Henry Cavill, Amy Adams, and most of the returning cast from Man of Steel are also fine.  I actually think Cavill is very good as Superman.  He certainly has the physicality for the role, and is able to convey Superman’s struggle to find a place and purpose and whether the responsibility he takes on to save lives is of his own choices or some feeling of satisfying the perceived expectations of fathers, biological and adoptive, who have passed on.  Also, the relationship between Clark and Lois is the grounding element of this film.

A lot of the action is also quite impressive, even if a lot of it is at night and doused in rain, which is an annoying movie trope at this point.  The concluding fight between Batman, Superman, and Wonder Woman against Doomsday is well done.  And they have definitely perfected the sight of Superman flying, levitating, and any other kind of ability, aerial or otherwise, that he has.  There are even hints in the script of a compelling, thought provoking story, about our fascination with superheroes, dating back to the mythology of ancient civilizations up through the present, and what we ascribe to these figures and narratives.  There’s also a few images that seem like they could have been lifted right out of comic books.

However, the bad far outweighs the good, in my opinion.  To say that the plot is convoluted is an understatement.  Not only is there the conflict and growing resentment between Batman and Superman, but there is the relationship between Clark Kent and Lois Lane, Alfred (Jeremy Irons) trying to talk reason to Bruce Wayne as he prepares for war, Lex Luthor’s various machinations against several people, Lois doing investigative reporting, Batman doing his own detective work, Batman trying to figure out who exactly Diana Prince is, and Clark Kent butting heads with Perry White (Laurence Fishburne) at the Daily Planet.  There are just too many interpersonal story threads to maintain effectively.

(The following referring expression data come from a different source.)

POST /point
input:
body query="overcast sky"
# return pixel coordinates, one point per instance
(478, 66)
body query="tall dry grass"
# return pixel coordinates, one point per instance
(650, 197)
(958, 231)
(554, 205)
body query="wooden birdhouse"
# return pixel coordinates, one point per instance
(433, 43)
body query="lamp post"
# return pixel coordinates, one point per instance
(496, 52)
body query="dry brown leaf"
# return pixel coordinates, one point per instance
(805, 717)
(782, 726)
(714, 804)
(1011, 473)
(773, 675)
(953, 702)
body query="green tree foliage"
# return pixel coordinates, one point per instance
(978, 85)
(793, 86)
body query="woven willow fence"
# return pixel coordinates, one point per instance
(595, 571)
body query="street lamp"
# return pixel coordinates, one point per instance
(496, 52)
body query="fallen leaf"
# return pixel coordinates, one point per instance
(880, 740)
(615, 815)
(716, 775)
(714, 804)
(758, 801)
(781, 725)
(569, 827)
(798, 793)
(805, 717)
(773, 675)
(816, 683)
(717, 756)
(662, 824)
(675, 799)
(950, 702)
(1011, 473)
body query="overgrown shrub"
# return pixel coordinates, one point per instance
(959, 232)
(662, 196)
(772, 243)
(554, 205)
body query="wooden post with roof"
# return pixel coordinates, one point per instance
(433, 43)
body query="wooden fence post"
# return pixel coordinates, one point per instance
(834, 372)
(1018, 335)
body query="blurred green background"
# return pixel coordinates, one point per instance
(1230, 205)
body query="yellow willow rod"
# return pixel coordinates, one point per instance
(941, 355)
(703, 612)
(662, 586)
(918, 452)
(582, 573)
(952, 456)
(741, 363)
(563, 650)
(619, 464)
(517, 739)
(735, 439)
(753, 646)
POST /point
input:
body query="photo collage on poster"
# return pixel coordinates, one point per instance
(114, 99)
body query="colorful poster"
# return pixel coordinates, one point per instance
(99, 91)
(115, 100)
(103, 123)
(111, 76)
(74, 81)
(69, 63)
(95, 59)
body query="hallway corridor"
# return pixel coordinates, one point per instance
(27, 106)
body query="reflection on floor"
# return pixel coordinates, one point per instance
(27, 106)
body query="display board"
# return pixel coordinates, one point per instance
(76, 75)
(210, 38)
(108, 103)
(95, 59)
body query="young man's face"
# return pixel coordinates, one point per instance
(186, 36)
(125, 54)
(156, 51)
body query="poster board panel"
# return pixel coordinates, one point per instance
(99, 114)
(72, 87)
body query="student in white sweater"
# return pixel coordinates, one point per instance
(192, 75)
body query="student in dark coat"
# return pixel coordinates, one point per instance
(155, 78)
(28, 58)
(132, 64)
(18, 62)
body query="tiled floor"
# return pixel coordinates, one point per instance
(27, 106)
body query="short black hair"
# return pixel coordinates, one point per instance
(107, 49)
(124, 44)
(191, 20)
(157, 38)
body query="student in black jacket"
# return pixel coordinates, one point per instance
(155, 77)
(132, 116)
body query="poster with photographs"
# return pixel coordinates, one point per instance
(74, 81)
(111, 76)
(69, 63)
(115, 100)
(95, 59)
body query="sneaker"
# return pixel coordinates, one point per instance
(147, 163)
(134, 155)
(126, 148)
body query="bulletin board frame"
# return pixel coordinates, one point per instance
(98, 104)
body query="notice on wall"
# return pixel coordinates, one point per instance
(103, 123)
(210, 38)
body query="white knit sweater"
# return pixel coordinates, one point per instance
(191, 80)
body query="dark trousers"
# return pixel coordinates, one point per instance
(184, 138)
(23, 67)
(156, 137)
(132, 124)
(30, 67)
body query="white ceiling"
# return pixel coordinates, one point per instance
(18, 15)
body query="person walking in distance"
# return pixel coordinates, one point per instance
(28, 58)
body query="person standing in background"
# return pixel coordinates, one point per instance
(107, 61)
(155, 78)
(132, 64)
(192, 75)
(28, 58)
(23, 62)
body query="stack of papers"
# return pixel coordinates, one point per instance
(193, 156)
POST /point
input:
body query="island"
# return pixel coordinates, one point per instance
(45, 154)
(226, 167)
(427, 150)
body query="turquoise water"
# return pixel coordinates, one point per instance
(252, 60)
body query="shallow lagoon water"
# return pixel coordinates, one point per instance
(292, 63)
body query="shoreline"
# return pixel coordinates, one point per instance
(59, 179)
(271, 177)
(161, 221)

In addition to of all of that, there is an abundance of dream sequences, quasi-dreams, and even one dream within a dream sequence that become largely unnecessary.  It’s possible that these are visions, one very clearly is, and I’m sure a lot of it is meant to tie to the larger Justice League tapestry they are weaving, but they felt lazy and tacked on and I didn’t invest in them.  And because they occur so regularly and without anything to distinguish them from reality that I had a hard time investing in other parts of the movie as well.

Batman v Superman 5

On top of this, the film makes some bizarre scene decisions that kill the momentum of the plot.  At a very important time, at the beginning of what is essentially the reveal of the 3rd act, Superman leaves Metropolis to go confront Batman, while a ticking clock scenario has been introduced.  At this key moment, the film suddenly decides to take a departure from that to focus on Wonder Woman reading files and watching videos on her laptop for five minutes, just to further set the stage for the Justice League movies.  It’s flat out bad filmmaking.  Especially when we then cut to Superman arriving to face Batman in Gotham, which is in a San Francisco-Oakland kind of proximity with Metropolis, which has taken all this time, while earlier in the film Superman is shown zipping down to Mexico City to save someone in no time at all from a burning building.  This along with several other small but noticeable inconsistencies show a lack of general narrative logic with the film.  For instance, why, when skyscrapers mere blocks away are being destroyed, are employees in the Wayne building in Metropolis just standing there watching it happen rather than evacuating the building?  Too many things occur to merely serve the machinations of the script writers rather than logic.

The problem with naming the film Batman v Superman is that despite (supposedly) everyone wanting to see Batman and Superman fight each another, everyone knows what the outcome is really going to be, as everything is building toward a Justice League movie, and Superman and Batman are essential parts of that group.  Because of this, it’s almost impossible to make the “versus” in the title not feel contrived.  To their credit, the way they use Lex Luthor as a puppeteer almost pulls it off, until the plot device the film has planned for the resolving of their differences ended up causing me to giggle at the silliness of it when it was intended to be for dramatic effect.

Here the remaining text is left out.